Keywords

1 Introduction

Now, the integrated circuits (ICs) are reaching more than a billion transistor counts which make them insignificant to design these complex devices. Verifying whether these circuits are working properly under all operating conditions (expected and unexpected) is a difficult task. To overcome this, now many designers have turned to field-programmable gate-array (FPGA)-based prototyping to improve the verification coverage more than the achievable range using the traditional software simulations. FPGAs are an attractive platform for verification and debugging because they are much faster than simulation and less costlier than fabricating an ASIC prototyping. IBM researchers stated that FPGA prototype is 100 000 times faster than software simulations and 400 times slower than the fabricated application-specific integrated circuit (ASIC) [1]. An ASIC prototype could achieve even greater speeds than an FPGA, but FPGAs have other advantages over ASIC prototypes. The lead time for fabricating an ASIC can be weeks or even months and can easily cost over 1 million USD [2]. The FPGA is used to identify the sources in correct behavior. Verification and debugging both increases the device capacity and limited due to on-chip observability. These make extensive use of software simulators. The simulation is extremely slow for large design. To overcome this problem, the prototype using Trace-Buffer is to be instrumented, for recording a subset of internal signals into on-chip memory to get subsequent analysis. To do so, ChipScope Pro, Certus, and SignalTap II can be used [36].
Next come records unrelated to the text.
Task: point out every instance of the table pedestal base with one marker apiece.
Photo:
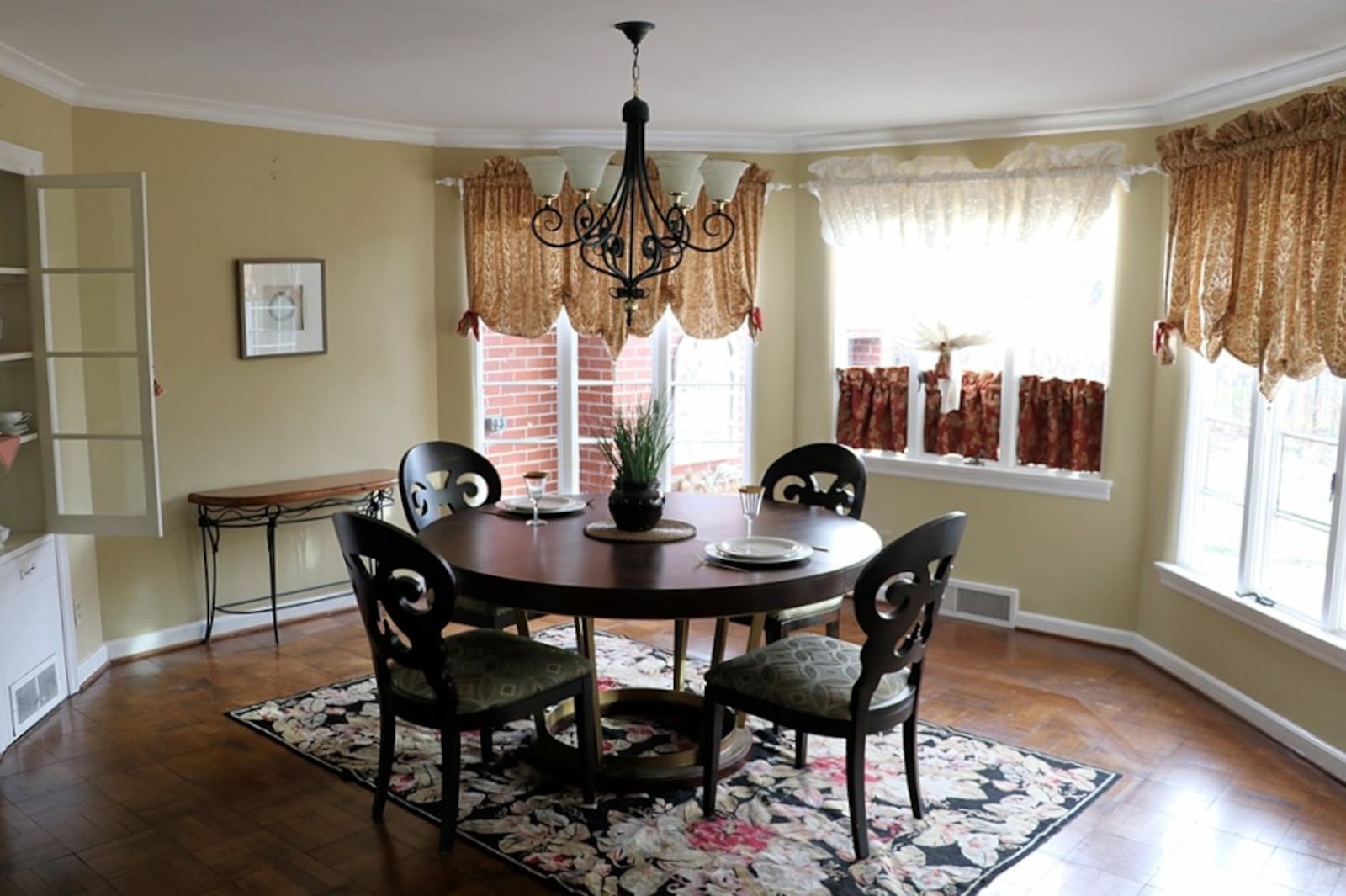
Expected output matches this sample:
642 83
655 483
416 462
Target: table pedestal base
677 709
Trace-Buffer is formed from a memory resource on the FPGA. Trace-Buffer records a limited size history of the signals connected to them during regular device operation. This enables the designer to run the device normally. It can extract the signal history by the Trace-Buffers with techniques such as device reed back for off-line analysis [7].

The results and challenges of using the approach may differ between architectures. However, the approach could be used on any FPGA where it is possible to incrementally insert (place and route) additional logic and memory components in an already existing circuit.
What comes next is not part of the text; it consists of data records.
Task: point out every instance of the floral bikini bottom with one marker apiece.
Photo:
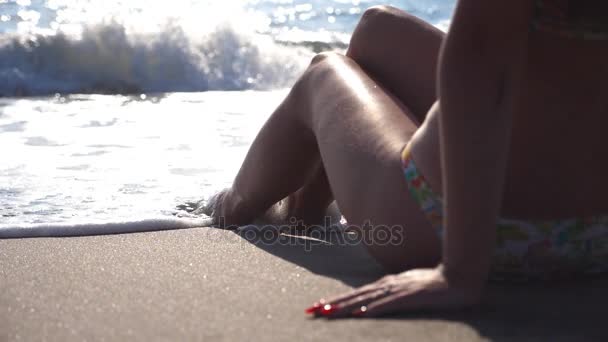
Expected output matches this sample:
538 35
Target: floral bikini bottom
527 249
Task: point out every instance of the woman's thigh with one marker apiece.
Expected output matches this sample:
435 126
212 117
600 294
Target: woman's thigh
401 52
360 130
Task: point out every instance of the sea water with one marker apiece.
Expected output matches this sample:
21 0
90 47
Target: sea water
187 84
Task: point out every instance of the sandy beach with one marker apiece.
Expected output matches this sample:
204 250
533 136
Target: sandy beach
214 285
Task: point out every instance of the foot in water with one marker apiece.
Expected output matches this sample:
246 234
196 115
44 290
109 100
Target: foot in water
293 210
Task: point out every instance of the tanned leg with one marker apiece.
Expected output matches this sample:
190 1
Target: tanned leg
400 52
336 113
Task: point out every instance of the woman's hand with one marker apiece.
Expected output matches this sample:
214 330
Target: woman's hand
419 289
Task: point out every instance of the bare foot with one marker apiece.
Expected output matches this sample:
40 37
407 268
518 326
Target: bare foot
295 211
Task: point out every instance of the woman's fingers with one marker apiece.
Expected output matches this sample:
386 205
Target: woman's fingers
353 305
326 307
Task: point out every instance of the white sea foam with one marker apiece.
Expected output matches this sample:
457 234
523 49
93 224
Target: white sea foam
106 58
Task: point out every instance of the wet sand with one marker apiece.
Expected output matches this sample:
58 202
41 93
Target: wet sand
214 285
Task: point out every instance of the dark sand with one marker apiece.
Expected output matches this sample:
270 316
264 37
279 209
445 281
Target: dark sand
208 284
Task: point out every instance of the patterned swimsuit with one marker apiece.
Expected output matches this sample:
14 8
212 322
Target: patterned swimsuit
526 249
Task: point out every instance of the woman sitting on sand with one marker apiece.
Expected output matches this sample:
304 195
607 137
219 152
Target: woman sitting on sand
487 146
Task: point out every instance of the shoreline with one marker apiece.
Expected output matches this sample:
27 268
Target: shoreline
211 284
The proposed approach has some specific advantages: (1) It has no impact on the placement or routing of the user circuit. (2) It requires no additional area. (3) It enables faster turn-around time for changing the observed signals or Trace-Buffer compared to traditional flows. (4) It increases FPGA observability by taking full advantages of all leftover memory.

2 Background

2.1 Enchancing Observability

A limited number of signals may be observed in FPGA’s pins using an external logic analyzer. But, this is often inadequate and some of the pins may be used already. Methods to observe a large number of signals can be divided into two broad categories: scan-based and trace-based.

  1. (1)

    Scan-based: Scan-based debug approaches are used to capture the state of an FPGA for inspection by serially shifting it out over an external pin or an interface such as JTAG. The state of the FPGA is the values in all memory elements on the chip, such as flip-flops and embedded blocks. For serially shifting out the Xilinx device uses the readback feature [7]. In [8], it was shown how readback data can be used for debugging in a combined simulation/hardware execution environment built on JHDL. However in [9], the average overhead for full scan is 84 % of additional area. A challenge with scan-based approaches is that as devices increase in size and density, the time required to shift the entire FPGA state out proportionally increases [10].

  2. (2)

    Trace-based: In a trace-based approach, a designer pre-inserts Trace-Buffers controlled by a trigger, also called embedded logic analyzers, into the circuit before compilation. The Trace-Buffers allow a window of the history of the chosen signals to be recorded as the circuit operates in real time. Trace-based debug has a drawback of requiring FPGA resources which can influence the placement and routing of the circuit [11] and limit the number of signals that can observe. The circuit may go through a time-consuming recompilation if the designer wishes to change the signals being observed or parameters of the Trace-Buffers or trigger. A number of automated techniques attempted to combat this [12].

2.2 Incremental Synthesis

Incremental synthesis allows us to overcome some drawbacks of the trace-based approaches. It is because instrumentation of incremental synthesis is not included in the compilation of the original circuit. The aim of incremental synthesis is to modify the functionality of a placed-and-routed circuit while preserving as much of the original solution as possible. FPGAs are well suited as there is often unused logic and routing resources leftover after a circuit has been complied. The main motivations behind this are (as shown in Fig. 1) to avoid a full compilation of the circuit when adding or making changes to the instrumentation, to preserve timing closure when undertaking engineering change orders, or for improved fault and defect resilience [13].

Fig. 1
figure 1

Design and debug flow

Graham et al. [14] demonstrated an approach which is more similar to this work; he put an unconnected embedded logic analysis in the FPGA prior to placing and routing, and afterward used a low-level bitstream modification to connect them to the desired signal [10]. However, their techniques relied on the Jbits API that was provided by Xilinx FPGA device, but similar APIs have not been for other commercial FPGAs. Graham system may not scale well for observing 1000s of nets, as only 128 nets were observed in their tests.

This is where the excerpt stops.